Le peuple de Syrie est en général, comme je l’ai dit, musulman ou chrétien: cette différence dans le culte a les effets les plus fâcheux dans l’état civil; se traitant mutuellement d’infidèles, de rebelles, d’impies, les partisans de Jésus-Christ et ceux de Mahomet ont les uns pour les autres une aversion qui entretient une sorte de guerre perpétuelle. L’on sent à quels excès les préjugés de l’éducation doivent porter le vulgaire toujours grossier: le gouvernement, loin d’intervenir comme médiateur dans ces troubles, les fomente par sa partialité. Fidèle à l’esprit du Qôran, il traite les chrétiens avec une dureté qui se varie sous mille formes. L’on parle quelquefois de la tolérance des Turks; voici à quel prix elle s’achète.

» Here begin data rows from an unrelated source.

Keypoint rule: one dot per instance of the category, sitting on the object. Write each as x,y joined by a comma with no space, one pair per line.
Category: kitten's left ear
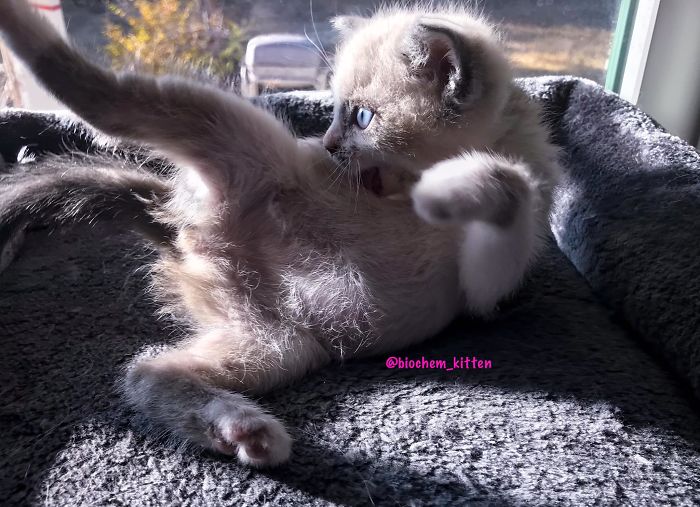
445,59
345,25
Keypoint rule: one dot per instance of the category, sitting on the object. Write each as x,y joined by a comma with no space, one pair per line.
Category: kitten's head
412,88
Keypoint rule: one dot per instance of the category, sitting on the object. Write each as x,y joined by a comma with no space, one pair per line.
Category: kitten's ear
345,25
446,60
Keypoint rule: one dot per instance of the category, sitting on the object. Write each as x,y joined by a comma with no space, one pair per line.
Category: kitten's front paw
440,197
257,438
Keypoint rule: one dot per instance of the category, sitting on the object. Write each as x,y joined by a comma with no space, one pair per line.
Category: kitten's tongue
372,180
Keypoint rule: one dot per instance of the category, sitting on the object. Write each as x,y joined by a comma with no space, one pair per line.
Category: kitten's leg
193,125
198,392
503,211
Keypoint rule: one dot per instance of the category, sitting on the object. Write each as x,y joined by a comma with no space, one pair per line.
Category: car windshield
286,54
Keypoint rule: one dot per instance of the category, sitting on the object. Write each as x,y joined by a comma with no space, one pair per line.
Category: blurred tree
161,35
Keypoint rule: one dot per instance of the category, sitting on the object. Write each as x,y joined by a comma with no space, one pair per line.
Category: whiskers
319,44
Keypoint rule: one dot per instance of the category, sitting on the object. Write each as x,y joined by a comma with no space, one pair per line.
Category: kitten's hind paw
257,438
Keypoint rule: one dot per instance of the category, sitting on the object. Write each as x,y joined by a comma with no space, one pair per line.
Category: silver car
279,62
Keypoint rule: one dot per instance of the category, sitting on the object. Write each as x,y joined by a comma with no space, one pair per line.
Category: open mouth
371,179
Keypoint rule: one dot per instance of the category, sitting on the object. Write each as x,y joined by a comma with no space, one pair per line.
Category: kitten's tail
65,190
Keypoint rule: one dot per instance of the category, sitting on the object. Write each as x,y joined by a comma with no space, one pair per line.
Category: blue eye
364,117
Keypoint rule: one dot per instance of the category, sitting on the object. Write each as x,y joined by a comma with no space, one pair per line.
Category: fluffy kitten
277,269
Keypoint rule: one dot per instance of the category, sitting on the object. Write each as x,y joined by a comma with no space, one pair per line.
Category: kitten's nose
331,141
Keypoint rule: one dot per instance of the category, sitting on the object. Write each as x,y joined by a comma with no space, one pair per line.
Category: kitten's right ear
442,57
345,25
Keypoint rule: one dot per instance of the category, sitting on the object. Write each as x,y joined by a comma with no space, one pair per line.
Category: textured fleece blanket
584,404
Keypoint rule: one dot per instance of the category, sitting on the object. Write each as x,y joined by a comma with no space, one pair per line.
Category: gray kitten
444,196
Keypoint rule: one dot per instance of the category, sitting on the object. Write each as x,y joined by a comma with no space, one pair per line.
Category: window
263,45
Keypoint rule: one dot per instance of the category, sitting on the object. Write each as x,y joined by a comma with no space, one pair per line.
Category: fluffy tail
72,189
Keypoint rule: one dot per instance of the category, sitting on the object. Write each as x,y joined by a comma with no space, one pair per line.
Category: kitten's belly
375,282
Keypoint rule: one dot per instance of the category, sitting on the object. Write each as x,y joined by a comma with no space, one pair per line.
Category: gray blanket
589,399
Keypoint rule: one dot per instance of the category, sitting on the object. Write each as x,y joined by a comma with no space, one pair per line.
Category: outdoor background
209,36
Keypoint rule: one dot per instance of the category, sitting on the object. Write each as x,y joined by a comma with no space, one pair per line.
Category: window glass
272,45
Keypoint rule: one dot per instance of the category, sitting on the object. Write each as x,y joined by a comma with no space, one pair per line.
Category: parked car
279,62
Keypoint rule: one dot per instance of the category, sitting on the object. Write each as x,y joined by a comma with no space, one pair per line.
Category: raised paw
471,187
438,201
257,438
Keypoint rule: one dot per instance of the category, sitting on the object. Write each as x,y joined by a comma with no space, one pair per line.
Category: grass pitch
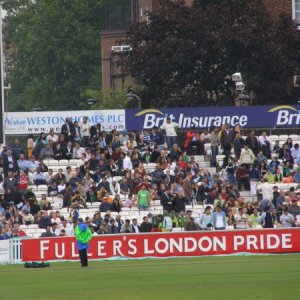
233,277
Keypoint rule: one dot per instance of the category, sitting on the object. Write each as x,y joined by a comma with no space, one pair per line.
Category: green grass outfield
232,277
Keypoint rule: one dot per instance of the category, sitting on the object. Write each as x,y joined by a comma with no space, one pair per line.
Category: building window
117,13
296,11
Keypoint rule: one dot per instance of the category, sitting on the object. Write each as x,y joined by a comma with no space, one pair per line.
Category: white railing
11,251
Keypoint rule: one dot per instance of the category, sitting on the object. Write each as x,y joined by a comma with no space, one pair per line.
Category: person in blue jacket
218,219
83,236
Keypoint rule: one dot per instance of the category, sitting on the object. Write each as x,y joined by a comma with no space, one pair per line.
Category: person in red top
155,228
23,182
17,232
189,136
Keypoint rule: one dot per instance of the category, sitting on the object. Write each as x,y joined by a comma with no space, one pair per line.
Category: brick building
117,13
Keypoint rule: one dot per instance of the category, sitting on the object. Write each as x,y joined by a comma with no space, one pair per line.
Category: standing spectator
254,176
126,227
83,236
226,139
17,149
95,131
68,130
205,221
9,163
170,129
247,156
47,152
214,142
287,219
252,142
265,144
78,151
157,138
30,145
219,219
127,164
143,198
52,136
187,188
85,130
135,226
266,218
238,145
146,226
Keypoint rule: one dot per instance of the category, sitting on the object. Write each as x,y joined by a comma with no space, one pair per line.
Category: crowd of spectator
112,170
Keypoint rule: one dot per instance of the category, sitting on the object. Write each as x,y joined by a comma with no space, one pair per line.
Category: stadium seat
294,137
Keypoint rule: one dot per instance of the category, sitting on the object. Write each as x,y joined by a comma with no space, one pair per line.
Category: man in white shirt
52,137
170,129
78,151
85,131
127,164
286,219
135,227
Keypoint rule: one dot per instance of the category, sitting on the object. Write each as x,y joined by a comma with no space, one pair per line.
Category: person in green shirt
143,197
254,219
83,236
181,219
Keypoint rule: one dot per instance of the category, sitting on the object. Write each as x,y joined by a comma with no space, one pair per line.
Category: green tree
190,53
53,49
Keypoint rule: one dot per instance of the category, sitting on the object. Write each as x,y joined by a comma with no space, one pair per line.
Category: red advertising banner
166,244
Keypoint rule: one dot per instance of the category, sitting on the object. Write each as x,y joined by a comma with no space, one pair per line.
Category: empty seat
294,137
63,162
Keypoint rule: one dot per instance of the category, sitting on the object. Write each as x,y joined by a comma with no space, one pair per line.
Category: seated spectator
38,177
52,189
145,226
78,151
242,177
126,227
219,219
47,152
297,175
23,163
116,205
205,221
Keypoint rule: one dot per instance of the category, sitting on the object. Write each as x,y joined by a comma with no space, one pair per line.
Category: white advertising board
37,122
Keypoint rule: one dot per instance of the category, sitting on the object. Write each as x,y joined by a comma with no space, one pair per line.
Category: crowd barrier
161,245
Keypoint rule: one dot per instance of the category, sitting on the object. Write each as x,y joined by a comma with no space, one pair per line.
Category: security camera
236,77
239,86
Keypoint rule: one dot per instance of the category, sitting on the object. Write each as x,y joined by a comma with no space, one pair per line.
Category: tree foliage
190,53
53,49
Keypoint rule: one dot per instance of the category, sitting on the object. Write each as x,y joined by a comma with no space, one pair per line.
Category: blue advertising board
268,116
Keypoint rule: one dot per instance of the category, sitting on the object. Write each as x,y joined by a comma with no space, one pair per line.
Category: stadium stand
122,176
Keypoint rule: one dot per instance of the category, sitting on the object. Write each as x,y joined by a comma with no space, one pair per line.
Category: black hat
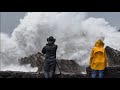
51,39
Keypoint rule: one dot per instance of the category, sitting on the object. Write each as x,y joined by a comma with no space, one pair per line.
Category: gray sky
10,20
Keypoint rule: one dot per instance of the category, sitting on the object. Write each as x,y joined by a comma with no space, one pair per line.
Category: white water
75,35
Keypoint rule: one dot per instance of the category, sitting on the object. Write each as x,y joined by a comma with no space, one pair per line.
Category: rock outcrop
110,72
65,66
17,74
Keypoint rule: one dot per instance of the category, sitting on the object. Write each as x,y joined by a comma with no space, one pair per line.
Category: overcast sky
10,20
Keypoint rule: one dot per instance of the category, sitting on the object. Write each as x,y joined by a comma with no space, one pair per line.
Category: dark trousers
99,72
49,69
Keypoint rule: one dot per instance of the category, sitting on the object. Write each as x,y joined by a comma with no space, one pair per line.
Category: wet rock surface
16,74
68,68
110,72
37,60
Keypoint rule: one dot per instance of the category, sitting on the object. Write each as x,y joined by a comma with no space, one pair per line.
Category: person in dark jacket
50,57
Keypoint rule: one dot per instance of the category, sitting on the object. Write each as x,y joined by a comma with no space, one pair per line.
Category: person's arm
91,57
43,50
106,60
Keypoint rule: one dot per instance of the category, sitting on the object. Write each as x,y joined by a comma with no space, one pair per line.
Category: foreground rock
110,72
66,66
17,74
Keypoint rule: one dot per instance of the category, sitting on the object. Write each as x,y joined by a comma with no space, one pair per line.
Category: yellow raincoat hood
98,58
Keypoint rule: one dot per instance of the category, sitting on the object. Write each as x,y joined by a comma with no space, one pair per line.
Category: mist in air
75,35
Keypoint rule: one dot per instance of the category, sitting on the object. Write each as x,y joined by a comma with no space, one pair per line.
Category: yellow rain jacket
98,58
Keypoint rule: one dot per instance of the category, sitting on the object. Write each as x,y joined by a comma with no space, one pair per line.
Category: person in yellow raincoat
98,59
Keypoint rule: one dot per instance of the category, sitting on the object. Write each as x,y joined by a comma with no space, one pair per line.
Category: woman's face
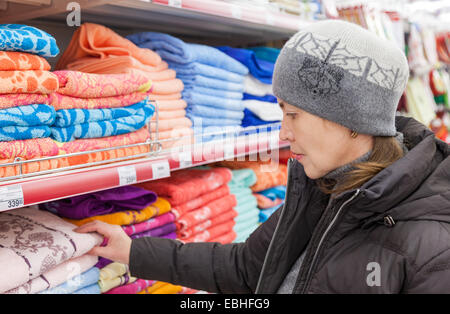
318,144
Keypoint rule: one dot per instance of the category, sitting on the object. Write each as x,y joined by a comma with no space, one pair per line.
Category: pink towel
32,242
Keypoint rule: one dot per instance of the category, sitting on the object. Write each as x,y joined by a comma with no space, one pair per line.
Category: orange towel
20,61
28,82
93,40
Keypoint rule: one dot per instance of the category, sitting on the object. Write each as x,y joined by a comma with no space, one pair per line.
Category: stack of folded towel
40,253
140,213
98,49
213,81
260,104
201,202
25,82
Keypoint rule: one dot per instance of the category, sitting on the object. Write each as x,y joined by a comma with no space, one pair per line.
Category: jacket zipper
274,234
308,276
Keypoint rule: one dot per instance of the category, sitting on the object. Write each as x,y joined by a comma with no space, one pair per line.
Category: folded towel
185,185
212,92
156,232
15,37
266,111
129,217
89,85
261,69
208,211
204,81
267,98
266,53
201,200
20,61
172,49
31,115
17,100
104,128
13,133
193,98
212,112
59,101
84,280
93,40
31,82
102,202
83,145
195,68
28,149
57,275
149,224
255,87
68,117
33,241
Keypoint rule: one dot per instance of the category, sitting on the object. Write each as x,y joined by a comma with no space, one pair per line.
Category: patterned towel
33,242
88,85
32,115
15,37
28,82
104,128
59,101
16,100
68,117
20,61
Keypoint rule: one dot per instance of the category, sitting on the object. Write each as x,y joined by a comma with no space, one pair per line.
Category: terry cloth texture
343,73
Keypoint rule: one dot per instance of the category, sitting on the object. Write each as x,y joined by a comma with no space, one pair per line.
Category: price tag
185,159
175,3
11,197
127,175
228,151
161,170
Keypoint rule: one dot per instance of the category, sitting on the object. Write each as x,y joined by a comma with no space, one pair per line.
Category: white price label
161,170
175,3
11,197
185,159
228,151
127,175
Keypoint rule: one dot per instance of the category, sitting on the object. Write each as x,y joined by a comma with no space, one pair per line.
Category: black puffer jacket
392,235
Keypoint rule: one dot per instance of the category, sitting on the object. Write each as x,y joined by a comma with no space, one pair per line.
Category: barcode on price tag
175,3
127,175
161,170
11,197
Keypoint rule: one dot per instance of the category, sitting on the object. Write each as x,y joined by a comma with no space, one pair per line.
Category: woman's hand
119,243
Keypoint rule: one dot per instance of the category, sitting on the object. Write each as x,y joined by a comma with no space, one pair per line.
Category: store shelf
231,23
43,188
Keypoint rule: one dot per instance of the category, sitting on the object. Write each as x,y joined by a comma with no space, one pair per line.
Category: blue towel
213,92
266,98
266,53
172,49
261,69
212,112
193,98
31,115
68,117
15,37
13,133
204,81
196,68
86,279
104,128
250,119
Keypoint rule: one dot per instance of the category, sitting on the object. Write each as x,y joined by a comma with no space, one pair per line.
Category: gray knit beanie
343,73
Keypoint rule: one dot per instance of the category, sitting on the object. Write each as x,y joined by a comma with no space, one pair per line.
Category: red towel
213,209
186,185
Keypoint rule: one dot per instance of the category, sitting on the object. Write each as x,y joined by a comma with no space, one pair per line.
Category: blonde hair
386,150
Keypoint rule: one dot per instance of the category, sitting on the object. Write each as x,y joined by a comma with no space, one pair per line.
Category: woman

Toute démonstration publique de culte est interdite aux chrétiens, hors du Kesraouân où l’on n’a pu l’empêcher: ils ne peuvent bâtir de nouvelles églises; et si les anciennes se ruinent, ils ne peuvent les réparer que par des permissions qu’il faut payer chèrement. Un chrétien ne peut frapper un musulman sans risquer sa vie; et si le musulman tue un chrétien, il en est quitte pour une rançon. Les chrétiens ne peuvent monter à cheval dans les villes; il leur est défendu de porter des pantoufles jaunes, des châles blancs, et toute couleur verte. Le rouge pour la chaussure, le bleu pour l’habillement, sont celles qui leur sont assignées. La Porte vient de renouveler ses ordonnances pour qu’ils rétablissent l’ancienne forme de leur turban: il doit être d’une grosse mousseline bleue, avec une seule lisière blanche: s’ils voyagent, on les arrête en mille endroits pour payer des rafars68 ou péages, dont les musulmans sont exempts: en justice le serment de deux chrétiens n’est compté que pour un; et telle est la partialité des qâdis, qu’il est presque impossible qu’un chrétien gagne un procès; enfin, ils sont les seuls à supporter la capitation dite karadj, dont le billet porte ces mots remarquables: djazz-el-râs, c’est-à-dire (rachat) du coupement de la tête, par où l’on voit clairement à quel titre ils sont tolérés et gouvernés.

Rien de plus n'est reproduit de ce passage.